Le temps des Fêtes est pour plusieurs femmes une période éprouvante : la préparation des rituels (qu’ils soient culinaires, affectifs ou liés à des activités organisées au quart de tour), la gestion du chantier des vacances, sans oublier les lutins (dont on se passerait), qui répandent de la farine sur le plancher ou déroulent le papier de toilette la nuit.

Plusieurs femmes m’ont confié avoir adoré le temps des Fêtes des deux dernières années où (pandémie oblige), elles étaient obligées d’y aller mollo sur les activités, la visite et la confection de centres de table en branches d’épinettes. Je suis persuadée que plusieurs ont appris à chanter pendant cette période, à fredonner à tout le moins.

Je voudrais tant que les femmes n’aient plus de to do list affichées sur la porte de leur frigo mais des to be list.

Je souhaite vivre dans une société où les femmes auraient l’élan de chanter sans bémols et que l’expression de leur bonheur soit diffusée dans le tapis (poussiéreux ou non), dans les haut-parleurs de la société.

Nous croulerons encore et encore sous la charge mentale et les longues listes de choses à faire tant que nous ne comprendrons pas ceci :

La charge mentale découle de la charge émotionnelle.
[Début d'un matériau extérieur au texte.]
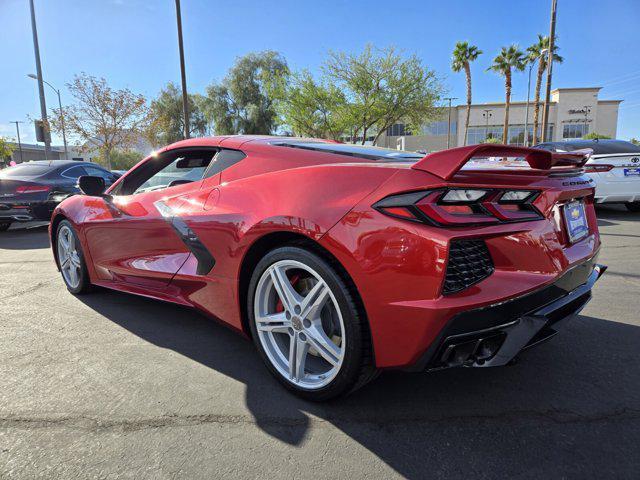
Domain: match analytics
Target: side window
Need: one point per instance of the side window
(73, 172)
(98, 172)
(183, 169)
(223, 160)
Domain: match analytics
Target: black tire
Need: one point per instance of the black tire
(357, 368)
(633, 206)
(84, 285)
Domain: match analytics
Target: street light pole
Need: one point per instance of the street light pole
(43, 104)
(486, 115)
(449, 126)
(526, 115)
(19, 142)
(64, 135)
(547, 97)
(185, 99)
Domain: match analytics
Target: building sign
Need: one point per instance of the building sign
(580, 111)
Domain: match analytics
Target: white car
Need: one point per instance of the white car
(614, 166)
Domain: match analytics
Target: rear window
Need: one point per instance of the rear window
(359, 151)
(25, 170)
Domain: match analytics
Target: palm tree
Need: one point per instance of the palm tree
(509, 58)
(537, 52)
(463, 55)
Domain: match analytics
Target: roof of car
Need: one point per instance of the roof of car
(599, 147)
(58, 163)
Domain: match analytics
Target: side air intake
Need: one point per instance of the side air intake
(469, 262)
Depuis la nuit des temps, on confie cette responsabilité aux femmes : être au service du bonheur de tout le monde. On nous a demandé de signer un contrat où se trouvaient des dizaines de clauses en si petits caractères que non seulement nous ne sommes pas arrivées à les lire, mais nous n’aurions jamais pu imaginer qu’on aurait pu vouloir nous piéger de la sorte. C’est ce que nous sommes au final, piégées, comme des hamsters en cage.

Dès que je suis devenue mère, il y a 35 ans, j’ai signé ce contrat à mon insu. Pourquoi ? Parce que mes aïeules l’avaient aussi fait avant moi, sans le savoir.

J’ai tout fait pour que mes filles ne le signent pas et je crois avoir réussi. Comment je peux arriver à affirmer cela ? Parce que je les entends souvent chanter. Mon petit-fils m’a même dit dernièrement :

— Mère-grand, as-tu des bouchons pour les oreilles ?

— Pourquoi tu veux ça mon Gustave ?

— Parce que ma mère n’arrête pas de chanter, c’est vraiment fatigant !

— C’est une bonne nouvelle, ça, mon grand. Et pour répondre à ta question, j’ai des bouchons, mais jamais je ne te les prêterai, car je veux que tu l’entendes souvent, la mélodie du bonheur.

Même chose pour vous. Je vous souhaite en 2023 de pouvoir entendre la symphonie des femmes qui chantent, car sans elles la société se prive d’une trame sonore essentielle.

* Par l’entremise de ses conférences, formations virtuelles et livres, elle consacre sa vie à faire en sorte que de plus en plus de femmes chantent.